I certainly don’t claim to be an expert on replacement level. But how would you go about determining it?

Also, maybe some guys who are really “replacement” level in a given year, like Hernandez, get lucky and do better than they should have. So they get left out of any calculation of the replacement level. But if they had done worse (performed at their “true” level), they might drop into the lowest 1% or lowest 5% or whatever. They would displace someone and they would have to be worse than that guy to get into the lowest 1%. So the replacement level would fall.

The reverse might be true. A guy who was in the bottom 1% might have really been better (but he was there due to bad luck). If he had performed at his “true” level some other guy would have to be pushed down into the lowest 1%. But since this new entrant into the bottom had been better than those guys before, and he joins them, he raises their level.

So we have one move raising the level and another lowering the level. I don’t know which change will dominate and I don’t think I know how to figure it out. Maybe if we keep looking at lots of years all of this good and bad luck will even out. I also wonder if the bottom 10% already have enough IP to have the good and bad luck cancel out (it was 2,000 IP in the 2000 AL).


#3    David Smyth      (see all posts) 2006/08/23 (Wed) @ 16:45

I’m not an expert, either, but I think Tango is saying that you should have regressed everyone’s performance towards the mean. Doing that, and the resultant true talent repl level should be closer to .500 than the observed repl level.

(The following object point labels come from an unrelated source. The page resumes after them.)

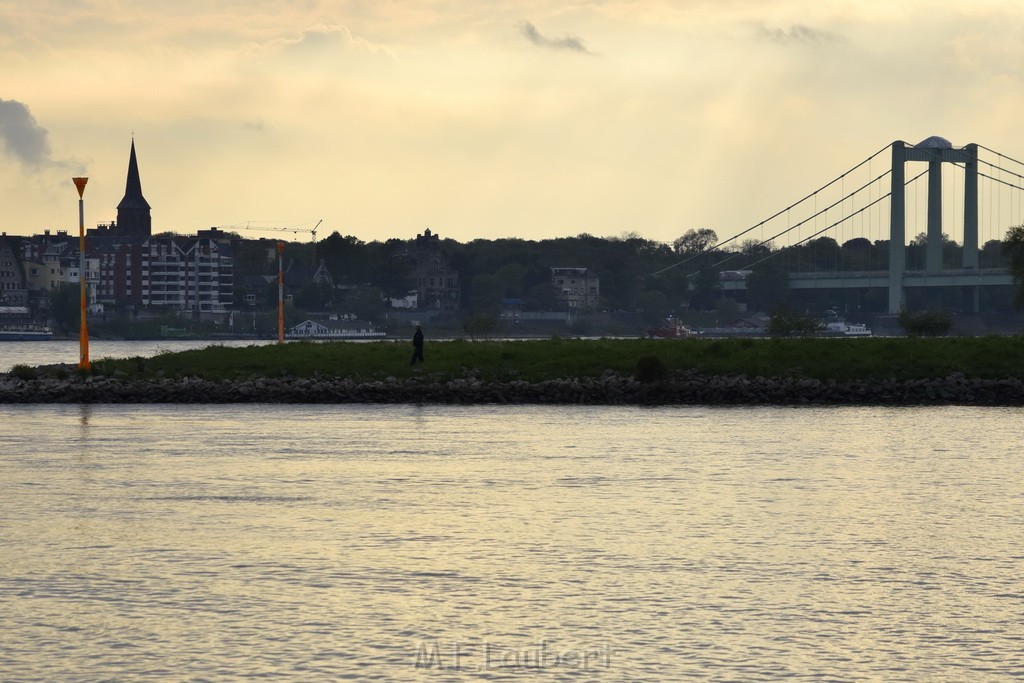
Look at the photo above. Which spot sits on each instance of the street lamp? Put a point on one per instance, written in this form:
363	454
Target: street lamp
83	332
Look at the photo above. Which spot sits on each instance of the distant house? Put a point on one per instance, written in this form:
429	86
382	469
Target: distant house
748	324
576	287
12	286
436	282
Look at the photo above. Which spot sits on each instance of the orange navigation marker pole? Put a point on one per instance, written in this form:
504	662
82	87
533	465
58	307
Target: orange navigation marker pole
83	332
281	293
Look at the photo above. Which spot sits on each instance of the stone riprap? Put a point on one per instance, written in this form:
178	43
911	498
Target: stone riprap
684	388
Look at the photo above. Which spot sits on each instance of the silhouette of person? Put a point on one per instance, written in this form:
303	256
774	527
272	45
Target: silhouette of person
417	346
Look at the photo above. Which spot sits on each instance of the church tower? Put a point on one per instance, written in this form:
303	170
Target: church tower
133	211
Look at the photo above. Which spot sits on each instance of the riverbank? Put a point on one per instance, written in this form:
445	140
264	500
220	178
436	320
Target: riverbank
987	371
823	359
687	388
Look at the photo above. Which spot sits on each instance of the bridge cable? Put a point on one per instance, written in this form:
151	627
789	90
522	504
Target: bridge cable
824	229
776	215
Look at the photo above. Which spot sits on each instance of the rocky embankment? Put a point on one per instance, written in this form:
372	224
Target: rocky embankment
686	388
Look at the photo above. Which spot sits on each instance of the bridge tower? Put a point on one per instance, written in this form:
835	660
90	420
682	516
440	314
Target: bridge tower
935	151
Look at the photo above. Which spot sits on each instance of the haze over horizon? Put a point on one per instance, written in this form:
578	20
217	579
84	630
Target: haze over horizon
518	118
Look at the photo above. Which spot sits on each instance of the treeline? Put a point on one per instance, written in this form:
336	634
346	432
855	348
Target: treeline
636	273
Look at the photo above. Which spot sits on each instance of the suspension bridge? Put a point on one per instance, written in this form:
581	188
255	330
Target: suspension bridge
978	201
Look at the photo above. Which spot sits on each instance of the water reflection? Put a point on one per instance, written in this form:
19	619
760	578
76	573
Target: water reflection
431	543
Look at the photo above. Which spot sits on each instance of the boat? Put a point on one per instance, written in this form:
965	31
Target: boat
16	325
673	328
27	332
843	329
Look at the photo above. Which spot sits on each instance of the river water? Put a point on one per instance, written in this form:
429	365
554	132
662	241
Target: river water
65	350
320	543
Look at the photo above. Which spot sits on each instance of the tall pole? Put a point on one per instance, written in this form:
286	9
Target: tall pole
83	331
281	293
897	228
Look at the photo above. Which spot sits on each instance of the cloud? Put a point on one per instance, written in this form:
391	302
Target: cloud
568	42
797	34
22	136
325	39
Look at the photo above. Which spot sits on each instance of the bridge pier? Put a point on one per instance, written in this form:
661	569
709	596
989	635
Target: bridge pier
936	152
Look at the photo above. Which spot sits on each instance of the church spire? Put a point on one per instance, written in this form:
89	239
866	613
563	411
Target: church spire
133	211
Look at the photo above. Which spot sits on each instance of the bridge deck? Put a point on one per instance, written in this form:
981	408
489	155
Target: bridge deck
880	279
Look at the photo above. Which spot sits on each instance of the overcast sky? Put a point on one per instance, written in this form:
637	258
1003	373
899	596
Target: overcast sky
505	118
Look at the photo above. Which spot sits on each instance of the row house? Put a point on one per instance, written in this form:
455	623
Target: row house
194	274
12	289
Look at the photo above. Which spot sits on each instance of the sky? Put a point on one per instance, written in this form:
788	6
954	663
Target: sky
506	118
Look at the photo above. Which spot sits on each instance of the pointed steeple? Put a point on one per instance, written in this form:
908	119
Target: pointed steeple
133	211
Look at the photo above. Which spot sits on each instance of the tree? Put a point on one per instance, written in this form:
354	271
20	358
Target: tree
1013	249
694	242
785	322
926	324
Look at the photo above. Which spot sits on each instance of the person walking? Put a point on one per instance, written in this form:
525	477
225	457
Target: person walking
417	346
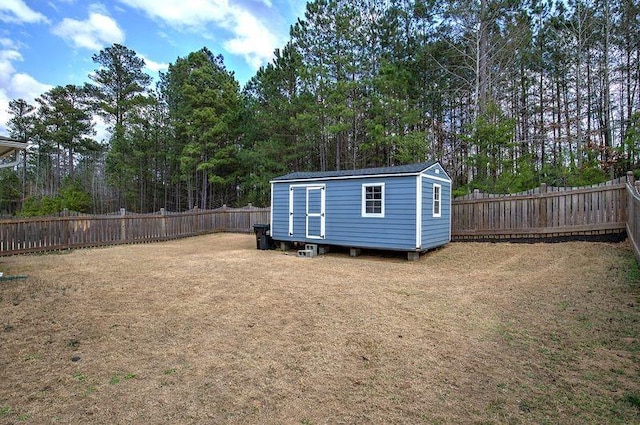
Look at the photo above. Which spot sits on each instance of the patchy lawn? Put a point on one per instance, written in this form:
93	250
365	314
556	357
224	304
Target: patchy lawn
211	330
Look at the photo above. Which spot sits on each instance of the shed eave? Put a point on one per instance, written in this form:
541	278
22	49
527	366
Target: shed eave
363	176
441	167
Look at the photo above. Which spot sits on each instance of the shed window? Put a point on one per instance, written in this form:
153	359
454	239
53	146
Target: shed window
437	193
373	200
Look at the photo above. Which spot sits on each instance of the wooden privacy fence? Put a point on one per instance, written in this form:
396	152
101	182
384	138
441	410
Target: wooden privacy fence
633	214
541	213
545	212
18	236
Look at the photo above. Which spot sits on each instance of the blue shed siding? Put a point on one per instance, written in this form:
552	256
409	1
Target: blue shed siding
344	223
436	231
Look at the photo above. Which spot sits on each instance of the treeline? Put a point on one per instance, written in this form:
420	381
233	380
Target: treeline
506	93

#4    Patriot      (see all posts) 2006/08/23 (Wed) @ 18:47

And while you will still have selective sampling issues, it would be better to use playing time (sat BFP or IP or appearances) as the definition of who is replacement level, not performance.  Again, not that you would be home free, because pitchers who perform poorly in their first few outings are less likely to get more outings, and could also be tagged as “replacements” when in fact their true talent is higher then they have demonstrated.


#5    MGL      (see all posts) 2006/08/23 (Wed) @ 19:16

Yes, you can NEVER take the worst or best performances and assume any kind of true talent level unless you regress toward the mean properly.  Even then, you are not computing replacement level by any stretch of the imagination.  I am not sure what you are computing other than the true talent level of some subset of pitchers (those who fell into the bottom quintile in performance, which does not really mean anything I think).

Morong has done some great work over the years, but I don’t think this study tells us anything at all.

Now, I work with estimated true talent levels of pitchers every day, and I can tell you from experience that the spread of true talent among pitchers is much smaller than that of batters and that the SD of talent is probably close to 1/2 run per 9 innings, which means that replacement level pitchers are probably close to one run per 9 innings worse than average.  For relievers, it is probably less than that.

Replacement level is a funny thing anyway.  Replacement level to a team that does not know how to evaluate players is a lot different than replacement level for a team that does.

Even if we define it as the average talent level of a certain percentage (20% is fine) of all players, we can easily estimate what that replacement level is by looking at performance propspectively rather than after the fact.

Simply make a list of replacement players (say, cheap FA’s), in this case pitchers, going into a certain year, and then look at their collective performance in that year, not based on a minimum level of playing time.  That is replacement level, or at least the true talent level of those pitchers.  It is really not all that difficult.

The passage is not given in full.